You forgot the part about removing the resonator. You could avoid that by bending pin 9 of the ATmega328P up so it doesn't go into the socket. It will probably work with the current fuse settings but might work over a wider range of frequencies if you set the fuses for external clock.
Now I am stuck on the part where I have to bend the pin 9 of the ATmega328p. If I understand correctly, the ATmega328p is a rectangular piece that is located in the middle of the board. But I have the Arduino UNO SMD and I can't find this piece. So, where can I find the pin 9 of the ATmega328p on my board?
Depends on the model, I haven't looked at these for years but if you have a silver "can" with "16.000" printed on the top then that is the crystal. You can unsolder that easily but there will also be a capacitor to GND, that probably needs removing as well.
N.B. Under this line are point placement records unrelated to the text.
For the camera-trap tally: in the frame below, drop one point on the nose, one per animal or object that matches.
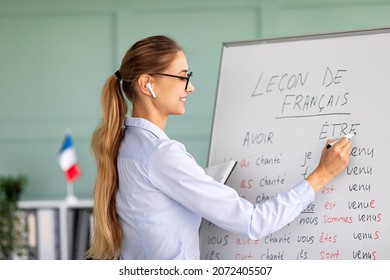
(190, 87)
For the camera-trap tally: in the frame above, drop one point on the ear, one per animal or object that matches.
(143, 80)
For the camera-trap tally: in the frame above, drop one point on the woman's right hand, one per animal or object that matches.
(332, 162)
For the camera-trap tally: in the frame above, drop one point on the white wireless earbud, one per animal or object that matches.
(149, 87)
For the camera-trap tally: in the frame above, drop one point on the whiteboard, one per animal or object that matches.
(277, 102)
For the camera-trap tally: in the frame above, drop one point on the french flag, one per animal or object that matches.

Attached is a picture of the Arduino board. So I remove the crystal and then the capacitor to the GND. But, I am not quite sure which one is the capacitor (I think I can see two of them). Also, where is the XTAL1 pin?
There are THREE styles of surface mount ATmega328P and they have the XTAL1 pin in different places. Pins are numbered counterclockwise from the Pin 1 mark (dot or clipped corner).
32-pin TQFP: Pin 7
28-pin MLF: Pin 5
32-pin MLF: Pin 7
If I counted the 7 pins correctly the XTAL 1 pin is at the 5v pin. Does that sound normal? Also, I am not quite sure if I should count only the 'female' pins, or the male as well. And about the capacitor to the ground, where exactly is it located? Sorry for the multiple questions, and thanks again for your help.
In your picture, look at the 32-pin square chip to the left and up from the can marked T16.000. That is the ATmega328P processor. The Pin 1 marker is in the lower left corner. Counting across the bottom from left to right you have pins 1 through 8. Pin 7 (XTAL1) and Pin 8 (XTAL2) go down to the small surface-mount component and onward to a tiny metal can with six pins. THAT tiny metal can is the resonator. The larger can marked T16.000 is the crystal for the USB-to-Serial chip. Use heat to desolder and remove the tiny can (resonator) and the surface-mount component. Connect the clock to the trace that goes to Pin 7.
Thanks a lot, very nice explanation. I had almost given up before coming to this forum. I will try that tomorrow and keep you updated. Again, thanks a lot.
So, I think I messed up. I removed the small surface-mount component and the tiny can(couldn't remove it completely).Then I soldered a wire from the Clock 0 of the clock generator to pin 7. Then, I tried to run the sketch that came with the clock generator library. The sketch basically generates 3 signals and shows you how you can modify them. I got the error avrdude: stk500_recv(): programmer is not responding. Attached is a picture of the current situation. I tried other sketches as well. None of them worked.
Without the clock running your Arduino will do nothing. If you don't have the clock running BEFORE you try to upload a sketch you won't be able to upload a sketch.